Job hunters who seek soul-satisfying work usually look for opportunities in the nonprofit sector. And end up frustrated.
You can do meaningful work almost everywhere. But that typically isn’t what people mean when they say they want to “make a difference.”
Whether following a longstanding calling or seeking a mid- or late-career change, job hunters who seek soul-satisfying work usually look for opportunities in the nonprofit sector. And end up frustrated.
Most have résumés that trumpet skills or experience prized by for-profit employers. The attributes likely are transferable, but the presentation usually needs to be adapted.e
Hirers in the nonprofit world may carry a “sector shifter” bias against candidates who suddenly seem to have drunk a do-gooder Kool-Aid. Or, they may desperately want the skills honed in hierarchical, fast-paced, budget-managing businesses and be eager to make a match.

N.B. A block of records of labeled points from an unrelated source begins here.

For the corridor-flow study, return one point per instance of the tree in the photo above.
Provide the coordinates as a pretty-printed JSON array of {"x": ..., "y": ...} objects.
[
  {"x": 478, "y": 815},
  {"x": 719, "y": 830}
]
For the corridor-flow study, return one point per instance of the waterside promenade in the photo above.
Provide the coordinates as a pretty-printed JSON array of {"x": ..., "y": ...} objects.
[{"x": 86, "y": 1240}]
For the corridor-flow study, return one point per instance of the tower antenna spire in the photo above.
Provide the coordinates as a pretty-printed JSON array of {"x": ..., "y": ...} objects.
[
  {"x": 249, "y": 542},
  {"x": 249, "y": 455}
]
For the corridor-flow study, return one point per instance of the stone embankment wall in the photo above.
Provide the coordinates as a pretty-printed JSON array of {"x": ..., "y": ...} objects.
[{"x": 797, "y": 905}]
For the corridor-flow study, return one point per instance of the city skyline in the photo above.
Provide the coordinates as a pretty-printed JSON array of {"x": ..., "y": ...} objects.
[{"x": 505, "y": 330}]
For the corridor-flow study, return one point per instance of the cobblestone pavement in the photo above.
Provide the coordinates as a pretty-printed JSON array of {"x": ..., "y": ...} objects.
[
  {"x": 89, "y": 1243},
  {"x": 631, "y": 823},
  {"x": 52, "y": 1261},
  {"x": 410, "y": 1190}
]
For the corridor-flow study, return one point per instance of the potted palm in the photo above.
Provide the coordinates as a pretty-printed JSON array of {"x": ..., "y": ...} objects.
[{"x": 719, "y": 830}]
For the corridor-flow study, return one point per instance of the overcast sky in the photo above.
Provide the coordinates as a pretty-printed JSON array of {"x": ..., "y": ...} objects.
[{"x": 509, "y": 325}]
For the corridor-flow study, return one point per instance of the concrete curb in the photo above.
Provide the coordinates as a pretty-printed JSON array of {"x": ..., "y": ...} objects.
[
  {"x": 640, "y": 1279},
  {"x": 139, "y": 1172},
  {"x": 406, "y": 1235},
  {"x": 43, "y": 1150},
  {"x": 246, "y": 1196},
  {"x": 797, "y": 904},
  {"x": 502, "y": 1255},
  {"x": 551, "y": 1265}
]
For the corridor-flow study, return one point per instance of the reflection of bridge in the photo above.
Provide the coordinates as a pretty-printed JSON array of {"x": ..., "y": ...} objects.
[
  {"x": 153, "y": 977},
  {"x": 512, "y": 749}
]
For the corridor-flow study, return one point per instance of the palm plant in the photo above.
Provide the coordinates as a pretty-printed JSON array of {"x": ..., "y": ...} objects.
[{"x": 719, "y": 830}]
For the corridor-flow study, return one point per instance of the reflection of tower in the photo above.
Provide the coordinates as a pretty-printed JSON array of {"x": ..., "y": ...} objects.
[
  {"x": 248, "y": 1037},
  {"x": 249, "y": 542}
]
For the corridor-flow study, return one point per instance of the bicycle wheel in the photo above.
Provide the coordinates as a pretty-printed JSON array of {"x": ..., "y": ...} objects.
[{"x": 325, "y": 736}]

Here are some ideas about how to shine in a nonprofit job search.
Get to know the sector’s leaders in your community. Attend United Way gatherings, major foundation events and other occasions to meet people who do what you want to do. Shake a lot of hands. Ask questions about their work and their needs.
Watch nonprofit job boards or individual postings by the nonprofits you target in your job search. Then rewrite your résumé so that each application styles your experience and interests to fit the qualifications listed in the posting.
Don’t use a cover letter or goals statement to say what you want from the nonprofit job. Say what you would contribute to meet the nonprofit’s needs.
Understand terms and words that might have different meanings in the nonprofit sector. Read the nonprofit’s annual reports. Decipher their abbreviations.
Be aware of their financial or fundraising pressures. Except at the pinnacle of nonprofit organizations, you need to prepare for and readily accept the likelihood of lower pay than you’ve been making. Don’t say you can if you really can’t.
Reflect positivity. A can-do attitude counts in all organizations but is particularly important in nonprofits that deal with human illness, suffering, abuse and other sad facts of life. Hirers want to believe you can stay up in the face of adversity.
Emphasize your ability to work in a team. Individual stars are needed in every profession, but most nonprofits, especially small ones, need people to wear different hats, fill in for each other and be happy using multiple skills instead of filling a narrow niche.
Show volunteer experience in the field. Even if you show passion it might be hard to sell if you’ve never put in any time in that area of service.
Aside from making a difference, there are other worthy reasons for working in the nonprofit sector. Many of the positions are hands-on and aren’t apt to be outsourced abroad or lost to automation. Also, most health, social service and development (fundraising) jobs will grow along with the aging boomer population.